Şimdi ise beni hazırlıksız yakalamış tepe taklak etmişti. Kırmızı gözlerinde gözlerimi gezdirmiş, kaçırmıştım bakışlarımı.

Sadece bir notu diğerlerinden düşüktü ama Taehyung öylesine endişeliydi ki... Onun hakkında bilmediğim şeyler vardı. Hâlâ bir şeyler vardı, bunu biliyordum.

Jin Hyung'u hızla gelip oturduğumuz bankta yanımıza oturmuştu.

- Bugün size gelirim.

Taehyung'un saçlarına dokunarak konuştuğunda okulun bahçesinde gezdirdiği boş bakışlarını ona çevirdi.

- Sorun değil Hyung alışkınım biliyorsun.

Bu sefer ikisi birbirine anlamlandıramadığım bakışlarını atarak gülümsemişlerdi.

Pekâlâ, hâlâ hiçbir şeyden haberim yoktu.
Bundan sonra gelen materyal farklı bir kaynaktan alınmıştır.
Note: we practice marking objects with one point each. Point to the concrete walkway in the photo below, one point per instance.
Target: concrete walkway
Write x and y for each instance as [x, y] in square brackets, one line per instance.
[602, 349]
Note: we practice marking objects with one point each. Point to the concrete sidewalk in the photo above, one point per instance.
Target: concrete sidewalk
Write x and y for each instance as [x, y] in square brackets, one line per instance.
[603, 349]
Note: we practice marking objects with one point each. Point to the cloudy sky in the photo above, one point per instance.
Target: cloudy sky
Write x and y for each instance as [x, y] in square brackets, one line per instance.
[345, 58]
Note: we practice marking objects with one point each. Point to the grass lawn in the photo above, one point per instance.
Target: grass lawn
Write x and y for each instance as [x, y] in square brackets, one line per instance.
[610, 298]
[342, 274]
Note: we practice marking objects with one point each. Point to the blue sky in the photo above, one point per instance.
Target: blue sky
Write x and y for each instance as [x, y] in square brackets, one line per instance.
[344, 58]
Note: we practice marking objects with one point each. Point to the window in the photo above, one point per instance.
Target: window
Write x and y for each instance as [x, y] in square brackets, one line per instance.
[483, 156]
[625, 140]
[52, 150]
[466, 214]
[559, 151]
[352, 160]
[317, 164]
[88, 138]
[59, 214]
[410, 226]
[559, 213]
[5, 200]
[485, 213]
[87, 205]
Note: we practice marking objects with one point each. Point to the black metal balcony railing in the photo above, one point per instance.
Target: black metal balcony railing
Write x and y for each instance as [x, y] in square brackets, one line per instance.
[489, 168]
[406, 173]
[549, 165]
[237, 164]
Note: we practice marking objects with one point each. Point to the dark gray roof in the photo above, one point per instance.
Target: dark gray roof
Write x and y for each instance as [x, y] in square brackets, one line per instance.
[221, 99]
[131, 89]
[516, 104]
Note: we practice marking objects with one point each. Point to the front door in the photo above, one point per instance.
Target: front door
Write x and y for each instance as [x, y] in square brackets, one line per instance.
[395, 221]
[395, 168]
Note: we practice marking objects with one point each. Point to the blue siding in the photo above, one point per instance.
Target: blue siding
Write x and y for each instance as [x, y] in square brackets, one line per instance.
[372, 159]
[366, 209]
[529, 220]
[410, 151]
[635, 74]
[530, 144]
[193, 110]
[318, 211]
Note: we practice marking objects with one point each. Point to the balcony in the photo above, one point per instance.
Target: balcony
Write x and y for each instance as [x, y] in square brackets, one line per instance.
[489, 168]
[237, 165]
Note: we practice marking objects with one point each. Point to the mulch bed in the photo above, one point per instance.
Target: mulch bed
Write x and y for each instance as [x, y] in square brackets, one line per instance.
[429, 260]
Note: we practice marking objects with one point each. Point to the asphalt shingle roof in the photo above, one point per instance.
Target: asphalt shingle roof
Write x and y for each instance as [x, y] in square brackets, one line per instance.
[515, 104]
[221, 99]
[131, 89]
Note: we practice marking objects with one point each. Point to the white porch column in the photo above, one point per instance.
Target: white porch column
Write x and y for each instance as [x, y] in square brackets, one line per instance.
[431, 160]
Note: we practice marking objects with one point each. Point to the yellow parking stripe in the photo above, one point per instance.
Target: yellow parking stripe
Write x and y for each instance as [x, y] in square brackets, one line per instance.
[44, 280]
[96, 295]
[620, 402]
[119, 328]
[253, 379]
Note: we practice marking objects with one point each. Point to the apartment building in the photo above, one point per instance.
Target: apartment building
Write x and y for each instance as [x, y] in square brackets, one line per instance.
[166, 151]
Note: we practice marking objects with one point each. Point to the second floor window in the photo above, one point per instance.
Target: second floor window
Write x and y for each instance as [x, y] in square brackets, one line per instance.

Rahatsız hissederek dudaklarımı ısırdım. Taehyung hakkında çoğu şeyi yeni yeni öğreniyordum ve bu beni ister istemez geriyordu. Öğreneceğim şeylerden korkuyordum belki. Onun sandığım kişi olmaması beni çıkmaza sürüklüyordu.

- Neden böyle oldu?

Taehyung omuzlarını silkerek başını omzuma yasladığında Jin Hyung alamadığı cevabı umursamadan tekrar konuştu.

- Onunla konuşacağım.

Taehyung'un tekrar sesi çıkamadığında omzumdaki başına çevirdim gözlerimi. Yüzünü tam göremesemde kapalı kirpikleri umursamadığını belli ediyordu.

Jin Hyung dudaklarını bastırarak gülümsemiş, Taehyung'un omzunu hafifçe okşayarak kalkmıştı. O uzaklaşırken Taehyung ile aralarında sözlere gerek olmadığını anlamıştım. Jin Hyung Taehyung'un ne hissettiğini zaten anlıyordu.

- Ne düşünüyorsun?

Omzumdan kalkan başı, bana yönelttiği sorusuyla derin bir nefes aldım. Cevabını beklerken, başını eğerek benimle göz  göze gelmeye çalışmıştı.

- Senin hakkında hiç bir şey bilmiyorum.

Dudaklarımı ısırmış, onunla göz göze gelmemek için başımı diğer tarafa çevirmiştim.

- Bunu sana söylemiştim. Sandığın kişi değilim demiştim sana.

- Evet, ama ben bunu beklemiyordum.

Ona dönen bakışlarım, gülüşüyle karşılaşmıştı. Gülüyordu. Gülüyordu çünkü zaten bunları benden bekliyordu. Kaşlarım çatılırken biraz daha yüzünü izledim.

- Ne bekliyordun mesela. Sürekli gülen, hayatının bir kısmına yetecek kadar anı biriktireceğin, mükemmel bir lise aşkı...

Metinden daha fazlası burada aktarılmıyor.